The appearance of any of those terms represents a hit. When enough hits appear in a given geographic area, the nEmesis algorithm can be pretty sure there’s a contaminated kitchen nearby. With enough data, the app can pinpoint outbreaks to a single restaurant.

"We don't need to go door to door like John Snow did," nEmesis co-creator Adam Sadilek said in a press statement. "We can use all this data and mine it automatically."

Sadilek and his colleagues decided to test nEmesis in Las Vegas, a city that could fairly be called the buffet capital of the world. They gave the app to one group city health department workers, who used it to prioritize their kitchen inspections. A control group of workers were given an app that provided random suggestions as to which restaurants to inspect.

The researchers collected and analyzed three months’ worth of data from nEmesis and the health inspectors who used it.

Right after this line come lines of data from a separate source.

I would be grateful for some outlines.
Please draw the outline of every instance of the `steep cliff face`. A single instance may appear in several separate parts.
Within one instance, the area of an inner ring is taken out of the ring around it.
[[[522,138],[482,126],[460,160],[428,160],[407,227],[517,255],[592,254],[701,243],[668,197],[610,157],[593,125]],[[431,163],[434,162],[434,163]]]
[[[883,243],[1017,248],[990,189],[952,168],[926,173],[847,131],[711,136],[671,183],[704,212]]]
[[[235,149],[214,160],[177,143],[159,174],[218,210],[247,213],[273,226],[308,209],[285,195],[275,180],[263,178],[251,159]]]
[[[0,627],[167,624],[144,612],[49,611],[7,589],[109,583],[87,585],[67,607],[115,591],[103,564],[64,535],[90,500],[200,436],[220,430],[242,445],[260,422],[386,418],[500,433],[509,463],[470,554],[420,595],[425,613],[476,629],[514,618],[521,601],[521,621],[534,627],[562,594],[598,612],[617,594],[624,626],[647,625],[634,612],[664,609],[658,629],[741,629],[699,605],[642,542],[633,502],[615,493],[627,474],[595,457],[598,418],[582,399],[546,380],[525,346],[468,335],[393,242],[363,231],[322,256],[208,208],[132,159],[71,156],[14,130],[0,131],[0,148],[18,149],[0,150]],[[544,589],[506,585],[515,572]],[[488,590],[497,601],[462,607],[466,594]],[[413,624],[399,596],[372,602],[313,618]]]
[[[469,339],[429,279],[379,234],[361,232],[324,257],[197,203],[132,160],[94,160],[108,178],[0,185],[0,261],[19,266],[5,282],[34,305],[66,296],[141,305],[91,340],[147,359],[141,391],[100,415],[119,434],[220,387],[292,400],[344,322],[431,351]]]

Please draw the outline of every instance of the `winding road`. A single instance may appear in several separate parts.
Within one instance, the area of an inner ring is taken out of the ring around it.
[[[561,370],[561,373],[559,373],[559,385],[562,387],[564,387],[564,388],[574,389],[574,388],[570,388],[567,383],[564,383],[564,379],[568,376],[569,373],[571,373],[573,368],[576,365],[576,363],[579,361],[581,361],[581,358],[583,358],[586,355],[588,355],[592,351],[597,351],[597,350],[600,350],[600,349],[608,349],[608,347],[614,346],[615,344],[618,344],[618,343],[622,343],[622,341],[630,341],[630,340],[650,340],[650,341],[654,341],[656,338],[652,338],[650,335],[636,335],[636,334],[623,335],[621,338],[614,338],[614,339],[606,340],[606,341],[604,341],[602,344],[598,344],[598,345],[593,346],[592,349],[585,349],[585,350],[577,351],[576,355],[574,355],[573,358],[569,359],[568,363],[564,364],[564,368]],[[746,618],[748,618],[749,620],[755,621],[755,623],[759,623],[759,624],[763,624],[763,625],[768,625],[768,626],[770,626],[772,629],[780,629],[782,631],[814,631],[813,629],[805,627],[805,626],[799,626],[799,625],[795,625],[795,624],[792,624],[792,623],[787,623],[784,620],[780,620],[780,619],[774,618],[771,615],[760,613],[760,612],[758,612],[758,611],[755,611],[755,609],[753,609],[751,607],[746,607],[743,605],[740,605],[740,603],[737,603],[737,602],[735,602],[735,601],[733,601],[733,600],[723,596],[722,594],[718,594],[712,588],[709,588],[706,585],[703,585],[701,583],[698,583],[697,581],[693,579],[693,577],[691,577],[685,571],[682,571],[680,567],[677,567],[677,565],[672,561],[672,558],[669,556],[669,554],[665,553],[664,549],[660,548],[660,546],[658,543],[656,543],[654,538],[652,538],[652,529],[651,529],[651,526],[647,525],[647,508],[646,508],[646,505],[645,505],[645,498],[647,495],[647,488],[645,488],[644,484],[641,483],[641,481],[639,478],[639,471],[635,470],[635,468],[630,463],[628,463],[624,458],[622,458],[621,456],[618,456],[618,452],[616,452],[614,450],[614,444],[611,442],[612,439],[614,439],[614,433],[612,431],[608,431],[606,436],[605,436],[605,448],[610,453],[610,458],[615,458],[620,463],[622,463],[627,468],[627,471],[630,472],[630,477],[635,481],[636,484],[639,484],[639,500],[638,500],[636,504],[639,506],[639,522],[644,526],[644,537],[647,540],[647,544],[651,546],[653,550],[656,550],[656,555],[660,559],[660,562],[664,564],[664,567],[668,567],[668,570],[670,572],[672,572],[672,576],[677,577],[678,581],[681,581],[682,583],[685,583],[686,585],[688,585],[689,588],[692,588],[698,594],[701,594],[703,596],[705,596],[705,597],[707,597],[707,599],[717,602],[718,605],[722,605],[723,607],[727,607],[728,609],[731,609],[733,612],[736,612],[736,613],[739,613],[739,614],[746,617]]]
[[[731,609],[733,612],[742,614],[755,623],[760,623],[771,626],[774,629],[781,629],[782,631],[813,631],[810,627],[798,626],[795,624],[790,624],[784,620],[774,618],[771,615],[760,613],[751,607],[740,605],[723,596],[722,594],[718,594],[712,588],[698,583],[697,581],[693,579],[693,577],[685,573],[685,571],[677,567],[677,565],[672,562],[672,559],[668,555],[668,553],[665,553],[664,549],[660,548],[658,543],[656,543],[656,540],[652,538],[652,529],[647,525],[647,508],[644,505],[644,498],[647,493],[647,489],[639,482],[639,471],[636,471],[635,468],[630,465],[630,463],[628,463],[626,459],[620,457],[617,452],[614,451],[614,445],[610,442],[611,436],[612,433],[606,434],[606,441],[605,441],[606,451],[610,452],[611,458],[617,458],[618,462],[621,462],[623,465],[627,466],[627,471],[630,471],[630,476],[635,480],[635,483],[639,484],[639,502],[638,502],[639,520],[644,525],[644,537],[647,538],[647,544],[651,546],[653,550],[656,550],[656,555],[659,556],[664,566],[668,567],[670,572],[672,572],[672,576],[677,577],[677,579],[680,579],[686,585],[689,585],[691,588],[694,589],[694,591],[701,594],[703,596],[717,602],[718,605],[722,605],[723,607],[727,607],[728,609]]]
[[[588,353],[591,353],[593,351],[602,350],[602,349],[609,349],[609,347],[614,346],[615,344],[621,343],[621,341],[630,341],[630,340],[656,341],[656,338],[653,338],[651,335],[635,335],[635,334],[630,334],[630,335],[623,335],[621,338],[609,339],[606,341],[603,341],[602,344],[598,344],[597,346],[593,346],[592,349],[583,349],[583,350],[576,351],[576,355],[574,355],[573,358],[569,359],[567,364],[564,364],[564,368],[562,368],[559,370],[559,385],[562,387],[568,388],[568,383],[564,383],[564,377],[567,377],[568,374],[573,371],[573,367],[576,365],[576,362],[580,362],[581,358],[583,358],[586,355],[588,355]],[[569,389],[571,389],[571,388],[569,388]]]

About 9 percent of the randomized health inspections found citation-worthy violations. The nEmesis-suggested inspections, on the other hand, yielded a 15 percent citation rate. Some of the restaurants involved were given warnings, while others were closed altogether.

Sadilek and his team say nEmesis likely prevented 9000 incidents of food poisoning and 557 hospitalizations.

"Adaptive inspections allow us to focus our limited resources on the restaurants with problems," communicable disease expert Brian Labus said in the press statement. "The sooner we find out about a problem, the sooner we can intervene and keep people from getting sick."

Sadilek noted that food poisoning is just the beginning.

"This happens to be restaurants, but the method can also be used for bedbugs," he said. "Similarly, you can look what people tweet about after they visit their doctor or hospital. We're just beginning to scratch the surface of what's possible."